# compiling pine on leopard



## emck (Oct 29, 2007)

I am trying to compile pine and pico on leopard and not have any success i was wandering if someone was successful at compiling the latest versions of pine and pico on leopard.

thanks
e


----------



## MisterMe (Oct 29, 2007)

Isn't *pico* there already?


----------



## emck (Oct 29, 2007)

Oh maybe what i am really interested is pine and it isen't there, and when i try to compile i get errors.


----------



## aliensub (Feb 20, 2008)

Otherwise use alpine. Which is the follower for Pine and also developed by Uni. of Washington. Pine is not developed anymore. 
I have succesfully run alpine on Leopard. 
You can find binaries (and source) here: http://www.washington.edu/alpine/acquire/


----------



## emck (Feb 23, 2008)

aliensub thank for the tip i downloaded the binary and moved into /usr/local/bin but it doesn't seem to run is there something i need to do after i download it besides expanding the .z file

also what does alpine provide over pine?
thanks
e


----------



## aliensub (Feb 23, 2008)

Don't know the big difference between the two.
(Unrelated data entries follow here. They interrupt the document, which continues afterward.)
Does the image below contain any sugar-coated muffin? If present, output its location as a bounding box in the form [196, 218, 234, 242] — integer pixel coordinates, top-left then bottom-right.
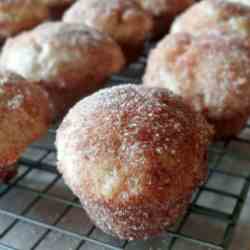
[135, 0, 195, 37]
[63, 0, 153, 58]
[0, 22, 124, 119]
[0, 0, 49, 41]
[56, 85, 211, 240]
[171, 0, 250, 35]
[0, 71, 51, 181]
[144, 31, 250, 138]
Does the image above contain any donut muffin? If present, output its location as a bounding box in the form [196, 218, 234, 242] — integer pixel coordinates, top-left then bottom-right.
[171, 0, 250, 35]
[0, 0, 49, 41]
[63, 0, 153, 59]
[135, 0, 195, 37]
[144, 32, 250, 138]
[0, 22, 124, 119]
[56, 85, 211, 240]
[0, 70, 51, 182]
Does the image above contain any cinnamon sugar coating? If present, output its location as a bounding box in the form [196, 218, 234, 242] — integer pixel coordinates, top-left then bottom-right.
[0, 71, 51, 174]
[171, 0, 250, 35]
[0, 22, 124, 116]
[63, 0, 153, 58]
[135, 0, 195, 37]
[56, 85, 211, 240]
[0, 0, 49, 40]
[144, 31, 250, 138]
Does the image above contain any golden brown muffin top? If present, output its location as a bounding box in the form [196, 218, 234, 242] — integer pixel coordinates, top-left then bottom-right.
[56, 85, 211, 203]
[136, 0, 194, 16]
[144, 31, 250, 119]
[171, 0, 250, 34]
[63, 0, 153, 44]
[0, 22, 124, 84]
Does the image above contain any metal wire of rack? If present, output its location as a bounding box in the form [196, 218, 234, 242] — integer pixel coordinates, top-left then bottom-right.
[0, 49, 250, 250]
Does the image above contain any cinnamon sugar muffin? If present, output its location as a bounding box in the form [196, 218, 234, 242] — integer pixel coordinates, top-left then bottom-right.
[0, 22, 124, 119]
[144, 32, 250, 138]
[56, 85, 211, 240]
[135, 0, 195, 36]
[0, 0, 49, 41]
[0, 71, 51, 181]
[40, 0, 76, 19]
[63, 0, 153, 58]
[171, 0, 250, 34]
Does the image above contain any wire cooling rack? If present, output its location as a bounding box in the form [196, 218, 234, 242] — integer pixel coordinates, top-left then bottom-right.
[0, 47, 250, 250]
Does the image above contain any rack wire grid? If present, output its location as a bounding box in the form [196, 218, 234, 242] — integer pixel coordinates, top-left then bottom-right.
[0, 43, 250, 250]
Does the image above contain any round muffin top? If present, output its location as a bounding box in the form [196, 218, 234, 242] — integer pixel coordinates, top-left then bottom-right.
[63, 0, 153, 44]
[0, 0, 49, 39]
[56, 85, 211, 206]
[171, 0, 250, 34]
[0, 70, 51, 168]
[144, 32, 250, 119]
[0, 22, 124, 85]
Just toyed around with it. You can chec the story here: http://www.washington.edu/alpine/overview/story.html

Can't remember what I did to get mine running, but a quick googling revealed that another "os x" binary is availible through Apple: http://www.apple.com/downloads/macosx/unix_open_source/alpineemailclient.html

I also found this guide which maybe can help you as well: http://www.madboa.com/geek/pine-macosx/


----------



## emck (Feb 23, 2008)

aliensub thanks so much for the info.


----------